Weak Supervision for Diverse Datatypes - Fred Sala | Stanford MLSys #51
Published at : January 27, 2022
Episode 51 of the Stanford MLSys Seminar Series!
Efficiently Constructing Datasets for Diverse Datatypes
Speaker: Fred Sala
Abstract:
Building large datasets for data-hungry models is a key challenge in modern machine learning. Weak supervision frameworks have become a popular way to bypass this bottleneck. These approaches synthesize multiple noisy but cheaply-acquired estimates of labels into a set of high-quality pseudolabels for downstream training. In this talk, I introduce a technique that fuses weak supervision with structured prediction, enabling WS techniques to be applied to extremely diverse types of data.
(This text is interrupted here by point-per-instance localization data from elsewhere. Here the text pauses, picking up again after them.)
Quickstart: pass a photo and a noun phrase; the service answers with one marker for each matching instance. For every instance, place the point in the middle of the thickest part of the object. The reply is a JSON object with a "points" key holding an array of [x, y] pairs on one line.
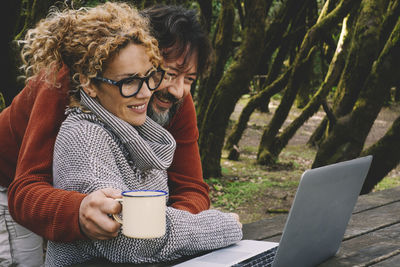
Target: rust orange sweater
{"points": [[28, 129]]}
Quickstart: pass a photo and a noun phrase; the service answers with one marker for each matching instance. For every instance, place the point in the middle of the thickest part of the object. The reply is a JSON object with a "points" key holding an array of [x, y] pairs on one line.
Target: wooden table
{"points": [[372, 237]]}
This approach allows for labels that can be continuous, manifold-valued (including, for example, points in hyperbolic space), rankings, sequences, graphs, and more. I will discuss theoretical guarantees for this universal weak supervision technique, connecting the consistency of weak supervision estimators to low-distortion embeddings of metric spaces. I will show experimental results in a variety of problems, including learning to rank, geodesic regression, and semantic dependency parsing. Finally I will present and discuss future opportunities for automated dataset construction.
Bio:
Frederic Sala is an Assistant Professor in the Computer Sciences Department at the University of Wisconsin-Madison and a research scientist at Snorkel AI. His research studies the foundations of data-driven systems, with a focus on machine learning systems. Previously, he was a postdoctoral researcher in the Stanford CS department. He received his Ph.D. in Electrical Engineering from UCLA.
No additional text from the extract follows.